Technology leaders need to realize that the U.S. is experiencing a new geopolitical environment compared to five to 10 years ago, Brundage said.
“New government industrial policies in the US and around the world are driving business action – both in the technology sector and in the industries and supply chains it relies on. These global tech companies are particularly at the forefront of geopolitics as countries seek to reduce risks to each other.”
AI capabilities have also become highly competitive and geopolitically important around the world, he said. “There is a dual race here in the US and elsewhere to innovate and regulate. We see the need for business models that take into account the different regulatory approaches, such as sovereign border models.”
Wanted: The search for AI tech talent is intensifying
As organizations continue to integrate more AI functionality into their businesses, the need to hire AI-specific talent will increase, as will the need to restructure or reduce workforces in legacy roles, the research shows.

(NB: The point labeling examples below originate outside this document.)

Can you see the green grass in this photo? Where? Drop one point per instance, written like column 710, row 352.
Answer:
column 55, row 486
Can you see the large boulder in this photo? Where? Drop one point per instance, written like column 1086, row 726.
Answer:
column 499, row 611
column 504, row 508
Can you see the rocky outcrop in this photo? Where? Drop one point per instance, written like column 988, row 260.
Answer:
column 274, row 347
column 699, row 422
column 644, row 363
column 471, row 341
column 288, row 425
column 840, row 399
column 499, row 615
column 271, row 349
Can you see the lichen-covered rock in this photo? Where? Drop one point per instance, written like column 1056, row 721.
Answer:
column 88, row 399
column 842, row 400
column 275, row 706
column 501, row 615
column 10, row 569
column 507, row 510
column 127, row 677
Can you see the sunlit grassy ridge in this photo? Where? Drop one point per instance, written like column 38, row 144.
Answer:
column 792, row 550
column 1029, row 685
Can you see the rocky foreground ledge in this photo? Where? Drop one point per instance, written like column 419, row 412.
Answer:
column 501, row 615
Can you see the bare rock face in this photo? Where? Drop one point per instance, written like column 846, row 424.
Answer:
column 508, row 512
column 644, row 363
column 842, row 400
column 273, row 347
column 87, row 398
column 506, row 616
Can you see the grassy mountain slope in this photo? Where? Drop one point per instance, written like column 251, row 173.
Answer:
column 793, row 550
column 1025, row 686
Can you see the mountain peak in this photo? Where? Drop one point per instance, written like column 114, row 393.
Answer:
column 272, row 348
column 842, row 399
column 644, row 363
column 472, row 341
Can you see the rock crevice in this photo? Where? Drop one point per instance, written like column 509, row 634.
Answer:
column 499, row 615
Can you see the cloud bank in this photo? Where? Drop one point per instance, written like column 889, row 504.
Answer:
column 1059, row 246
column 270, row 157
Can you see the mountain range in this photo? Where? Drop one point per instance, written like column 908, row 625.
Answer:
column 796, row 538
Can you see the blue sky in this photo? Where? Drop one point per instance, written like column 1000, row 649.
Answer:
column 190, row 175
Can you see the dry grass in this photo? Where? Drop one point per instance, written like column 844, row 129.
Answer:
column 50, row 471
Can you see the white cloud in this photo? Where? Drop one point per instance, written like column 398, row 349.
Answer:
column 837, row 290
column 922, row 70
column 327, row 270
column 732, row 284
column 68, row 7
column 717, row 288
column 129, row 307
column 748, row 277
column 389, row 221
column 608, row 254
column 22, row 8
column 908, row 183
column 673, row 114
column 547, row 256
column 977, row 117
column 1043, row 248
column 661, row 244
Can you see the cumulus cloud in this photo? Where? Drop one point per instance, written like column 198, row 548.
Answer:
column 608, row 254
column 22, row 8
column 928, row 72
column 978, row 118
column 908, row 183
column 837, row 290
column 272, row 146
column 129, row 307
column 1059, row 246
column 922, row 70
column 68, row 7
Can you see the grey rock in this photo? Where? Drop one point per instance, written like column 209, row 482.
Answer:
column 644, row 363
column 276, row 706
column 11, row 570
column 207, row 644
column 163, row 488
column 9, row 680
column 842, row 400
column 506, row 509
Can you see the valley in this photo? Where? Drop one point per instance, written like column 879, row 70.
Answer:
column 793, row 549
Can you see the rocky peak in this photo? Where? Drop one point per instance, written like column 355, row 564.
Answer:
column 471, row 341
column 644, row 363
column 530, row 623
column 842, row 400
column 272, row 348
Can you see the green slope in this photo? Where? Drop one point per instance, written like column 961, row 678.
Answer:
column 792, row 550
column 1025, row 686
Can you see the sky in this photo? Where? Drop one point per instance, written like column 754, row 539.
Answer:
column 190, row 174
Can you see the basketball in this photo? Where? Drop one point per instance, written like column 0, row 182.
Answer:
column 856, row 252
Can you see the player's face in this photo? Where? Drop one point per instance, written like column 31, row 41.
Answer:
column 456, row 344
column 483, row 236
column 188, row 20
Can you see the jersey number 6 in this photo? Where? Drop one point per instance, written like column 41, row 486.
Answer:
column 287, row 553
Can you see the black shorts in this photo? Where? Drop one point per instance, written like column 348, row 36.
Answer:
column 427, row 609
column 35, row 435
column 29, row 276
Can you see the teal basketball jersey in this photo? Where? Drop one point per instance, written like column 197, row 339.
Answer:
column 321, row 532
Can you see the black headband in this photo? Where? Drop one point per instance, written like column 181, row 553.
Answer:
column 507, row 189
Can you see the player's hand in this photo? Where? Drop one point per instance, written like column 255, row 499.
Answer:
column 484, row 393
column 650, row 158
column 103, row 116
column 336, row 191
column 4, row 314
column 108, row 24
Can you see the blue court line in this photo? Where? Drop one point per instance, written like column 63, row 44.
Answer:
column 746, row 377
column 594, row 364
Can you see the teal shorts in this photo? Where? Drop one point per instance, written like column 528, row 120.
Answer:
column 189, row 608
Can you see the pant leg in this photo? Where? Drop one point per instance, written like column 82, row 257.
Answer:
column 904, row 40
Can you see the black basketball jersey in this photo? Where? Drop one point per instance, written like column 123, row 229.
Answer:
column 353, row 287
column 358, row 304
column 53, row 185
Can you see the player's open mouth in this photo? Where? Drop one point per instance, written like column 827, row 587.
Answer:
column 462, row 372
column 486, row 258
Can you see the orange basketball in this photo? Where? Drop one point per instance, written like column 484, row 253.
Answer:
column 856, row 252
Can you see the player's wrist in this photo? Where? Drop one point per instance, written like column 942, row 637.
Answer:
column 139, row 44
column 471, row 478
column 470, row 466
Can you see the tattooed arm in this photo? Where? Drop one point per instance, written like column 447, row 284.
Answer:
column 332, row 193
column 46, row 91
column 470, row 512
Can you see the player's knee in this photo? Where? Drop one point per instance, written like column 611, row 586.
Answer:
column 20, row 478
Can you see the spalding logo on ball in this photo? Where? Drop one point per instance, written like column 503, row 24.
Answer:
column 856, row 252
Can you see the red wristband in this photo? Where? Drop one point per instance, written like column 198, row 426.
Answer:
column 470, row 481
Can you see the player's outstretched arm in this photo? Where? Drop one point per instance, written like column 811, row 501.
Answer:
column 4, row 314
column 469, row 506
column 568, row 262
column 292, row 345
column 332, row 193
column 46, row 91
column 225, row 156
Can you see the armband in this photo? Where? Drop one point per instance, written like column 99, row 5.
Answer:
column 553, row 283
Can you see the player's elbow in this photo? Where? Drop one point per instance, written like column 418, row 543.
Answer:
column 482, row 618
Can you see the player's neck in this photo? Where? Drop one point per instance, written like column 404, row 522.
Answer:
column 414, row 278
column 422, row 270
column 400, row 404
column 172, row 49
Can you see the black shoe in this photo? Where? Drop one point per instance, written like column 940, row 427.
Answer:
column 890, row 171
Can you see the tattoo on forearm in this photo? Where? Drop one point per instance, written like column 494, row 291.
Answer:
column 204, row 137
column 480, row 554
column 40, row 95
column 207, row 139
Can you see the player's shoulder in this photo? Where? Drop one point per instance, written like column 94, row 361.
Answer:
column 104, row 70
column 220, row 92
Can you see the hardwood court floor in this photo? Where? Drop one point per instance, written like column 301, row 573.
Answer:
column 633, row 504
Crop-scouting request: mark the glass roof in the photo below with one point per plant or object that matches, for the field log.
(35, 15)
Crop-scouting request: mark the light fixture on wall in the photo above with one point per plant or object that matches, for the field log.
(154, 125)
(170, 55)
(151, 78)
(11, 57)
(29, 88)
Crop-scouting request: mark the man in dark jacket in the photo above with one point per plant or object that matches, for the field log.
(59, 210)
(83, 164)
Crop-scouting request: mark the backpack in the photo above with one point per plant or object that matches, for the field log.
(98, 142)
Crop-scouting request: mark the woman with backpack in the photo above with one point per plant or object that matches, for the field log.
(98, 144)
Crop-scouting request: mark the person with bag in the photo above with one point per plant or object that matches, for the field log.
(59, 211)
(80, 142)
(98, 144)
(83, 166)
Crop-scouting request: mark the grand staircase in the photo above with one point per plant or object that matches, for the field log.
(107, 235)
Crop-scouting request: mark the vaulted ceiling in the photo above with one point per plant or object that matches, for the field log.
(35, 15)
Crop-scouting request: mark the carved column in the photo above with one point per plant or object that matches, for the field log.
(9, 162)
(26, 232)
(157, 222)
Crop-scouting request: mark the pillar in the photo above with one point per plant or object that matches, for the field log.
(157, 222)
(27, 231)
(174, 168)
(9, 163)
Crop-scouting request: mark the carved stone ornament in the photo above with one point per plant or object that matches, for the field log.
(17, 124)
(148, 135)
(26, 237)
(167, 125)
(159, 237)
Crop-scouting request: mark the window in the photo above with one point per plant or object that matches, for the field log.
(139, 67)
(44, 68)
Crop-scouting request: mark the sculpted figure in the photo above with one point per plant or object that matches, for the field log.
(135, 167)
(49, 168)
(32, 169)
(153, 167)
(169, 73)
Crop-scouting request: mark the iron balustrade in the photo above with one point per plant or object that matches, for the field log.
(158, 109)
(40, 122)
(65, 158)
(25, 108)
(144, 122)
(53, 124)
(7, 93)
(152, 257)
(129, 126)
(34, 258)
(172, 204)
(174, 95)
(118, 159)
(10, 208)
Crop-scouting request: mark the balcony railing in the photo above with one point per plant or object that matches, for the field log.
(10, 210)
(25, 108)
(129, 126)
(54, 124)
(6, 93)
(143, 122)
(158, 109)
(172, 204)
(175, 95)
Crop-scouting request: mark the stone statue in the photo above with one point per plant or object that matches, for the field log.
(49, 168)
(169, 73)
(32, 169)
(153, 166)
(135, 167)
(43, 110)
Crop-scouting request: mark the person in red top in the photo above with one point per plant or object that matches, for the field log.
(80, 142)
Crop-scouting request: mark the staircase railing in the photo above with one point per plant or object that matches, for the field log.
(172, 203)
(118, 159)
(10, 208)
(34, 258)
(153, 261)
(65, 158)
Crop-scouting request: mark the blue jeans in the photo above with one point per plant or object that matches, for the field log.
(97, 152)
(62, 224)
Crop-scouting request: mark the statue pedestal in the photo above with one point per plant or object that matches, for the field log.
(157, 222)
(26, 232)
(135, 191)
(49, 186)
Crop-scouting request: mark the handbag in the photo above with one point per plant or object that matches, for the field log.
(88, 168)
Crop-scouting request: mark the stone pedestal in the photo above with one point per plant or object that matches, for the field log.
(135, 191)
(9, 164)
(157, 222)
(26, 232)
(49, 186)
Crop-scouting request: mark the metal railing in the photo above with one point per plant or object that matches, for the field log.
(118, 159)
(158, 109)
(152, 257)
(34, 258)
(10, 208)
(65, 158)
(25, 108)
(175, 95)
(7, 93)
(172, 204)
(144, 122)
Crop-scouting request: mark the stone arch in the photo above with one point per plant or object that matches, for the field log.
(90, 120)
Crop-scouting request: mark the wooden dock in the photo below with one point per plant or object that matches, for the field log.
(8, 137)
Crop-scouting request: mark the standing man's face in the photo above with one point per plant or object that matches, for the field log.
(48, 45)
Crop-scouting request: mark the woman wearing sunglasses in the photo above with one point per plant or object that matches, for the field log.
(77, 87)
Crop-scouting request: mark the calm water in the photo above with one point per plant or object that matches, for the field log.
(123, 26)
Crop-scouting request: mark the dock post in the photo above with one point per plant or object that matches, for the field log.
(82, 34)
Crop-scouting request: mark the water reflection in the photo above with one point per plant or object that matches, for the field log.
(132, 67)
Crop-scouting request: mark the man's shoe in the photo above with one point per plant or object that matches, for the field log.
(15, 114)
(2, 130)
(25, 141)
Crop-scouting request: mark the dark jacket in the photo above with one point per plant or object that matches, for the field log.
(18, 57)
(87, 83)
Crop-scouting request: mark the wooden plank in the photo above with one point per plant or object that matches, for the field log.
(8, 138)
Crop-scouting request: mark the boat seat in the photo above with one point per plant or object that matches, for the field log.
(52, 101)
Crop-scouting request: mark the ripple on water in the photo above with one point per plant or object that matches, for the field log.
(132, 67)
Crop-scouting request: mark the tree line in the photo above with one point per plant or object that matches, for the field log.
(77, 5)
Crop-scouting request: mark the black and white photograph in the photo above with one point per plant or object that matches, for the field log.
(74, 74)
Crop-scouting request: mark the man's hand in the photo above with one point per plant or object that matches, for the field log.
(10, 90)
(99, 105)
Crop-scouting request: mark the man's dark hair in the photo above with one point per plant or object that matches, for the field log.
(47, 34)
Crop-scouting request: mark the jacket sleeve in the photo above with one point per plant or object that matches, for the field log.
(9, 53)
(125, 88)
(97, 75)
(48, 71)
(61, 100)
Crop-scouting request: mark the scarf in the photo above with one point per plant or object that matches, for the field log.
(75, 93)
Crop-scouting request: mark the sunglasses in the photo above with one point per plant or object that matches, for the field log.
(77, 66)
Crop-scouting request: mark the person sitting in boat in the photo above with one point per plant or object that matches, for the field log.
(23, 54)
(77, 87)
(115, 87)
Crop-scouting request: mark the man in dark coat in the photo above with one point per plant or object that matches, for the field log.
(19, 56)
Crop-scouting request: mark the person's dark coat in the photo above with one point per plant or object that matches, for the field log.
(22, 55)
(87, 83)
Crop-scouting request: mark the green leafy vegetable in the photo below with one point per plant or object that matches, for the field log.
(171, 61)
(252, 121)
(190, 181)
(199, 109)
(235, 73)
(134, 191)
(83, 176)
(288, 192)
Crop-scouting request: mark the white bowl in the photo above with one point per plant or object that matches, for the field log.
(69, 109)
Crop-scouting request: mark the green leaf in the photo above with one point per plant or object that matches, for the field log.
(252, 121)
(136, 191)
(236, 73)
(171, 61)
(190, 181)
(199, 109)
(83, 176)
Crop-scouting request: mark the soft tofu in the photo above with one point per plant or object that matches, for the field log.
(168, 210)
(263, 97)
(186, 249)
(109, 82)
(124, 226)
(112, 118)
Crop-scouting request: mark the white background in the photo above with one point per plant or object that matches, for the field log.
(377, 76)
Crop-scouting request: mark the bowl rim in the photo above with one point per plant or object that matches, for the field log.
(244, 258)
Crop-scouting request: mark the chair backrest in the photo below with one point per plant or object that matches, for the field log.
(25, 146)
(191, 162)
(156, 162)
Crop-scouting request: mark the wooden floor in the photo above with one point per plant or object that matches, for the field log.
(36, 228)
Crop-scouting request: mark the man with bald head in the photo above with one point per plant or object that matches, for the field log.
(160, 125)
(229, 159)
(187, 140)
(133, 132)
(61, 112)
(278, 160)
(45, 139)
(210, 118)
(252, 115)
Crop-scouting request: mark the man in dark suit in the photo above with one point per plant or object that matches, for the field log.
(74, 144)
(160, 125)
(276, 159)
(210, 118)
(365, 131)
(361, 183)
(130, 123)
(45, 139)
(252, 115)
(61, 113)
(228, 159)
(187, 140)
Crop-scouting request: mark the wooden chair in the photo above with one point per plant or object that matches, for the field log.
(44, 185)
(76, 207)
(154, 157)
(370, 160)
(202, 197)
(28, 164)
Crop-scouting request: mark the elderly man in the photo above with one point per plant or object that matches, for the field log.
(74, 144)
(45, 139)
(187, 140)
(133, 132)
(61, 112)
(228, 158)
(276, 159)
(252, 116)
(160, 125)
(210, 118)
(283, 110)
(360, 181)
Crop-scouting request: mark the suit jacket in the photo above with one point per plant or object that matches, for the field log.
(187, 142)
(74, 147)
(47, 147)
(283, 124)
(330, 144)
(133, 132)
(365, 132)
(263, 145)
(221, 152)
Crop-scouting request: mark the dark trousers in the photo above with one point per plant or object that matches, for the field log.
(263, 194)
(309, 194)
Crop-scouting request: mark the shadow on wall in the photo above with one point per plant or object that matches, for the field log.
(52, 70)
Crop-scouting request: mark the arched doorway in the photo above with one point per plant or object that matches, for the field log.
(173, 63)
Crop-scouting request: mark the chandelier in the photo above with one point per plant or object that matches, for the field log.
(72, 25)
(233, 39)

Eighty percent of technology leadership respondents expect a reduction or restructuring of the workforce from older roles to other in-demand roles, and 77% expect an increase in hiring of AI-specific talent, according to the survey. Additionally, 40% of technology leaders said human capital efforts, such as training, will be the focus of their company’s AI investments next year.
The impact of AI on national security and foreign policy
Meanwhile, the Biden administration on Thursday released the first-ever AI-focused National Security Memorandum (NSM) to ensure the US continues to lead the development and deployment of AI technologies. The memorandum also prioritizes how the country adopts and uses AI, while maintaining privacy, human rights, civil rights and civil liberties, so that the technology can be trusted.
The NSM also calls for creating a governance and risk management framework for how agencies implement AI and requiring them to monitor, assess and mitigate AI risks associated with these issues.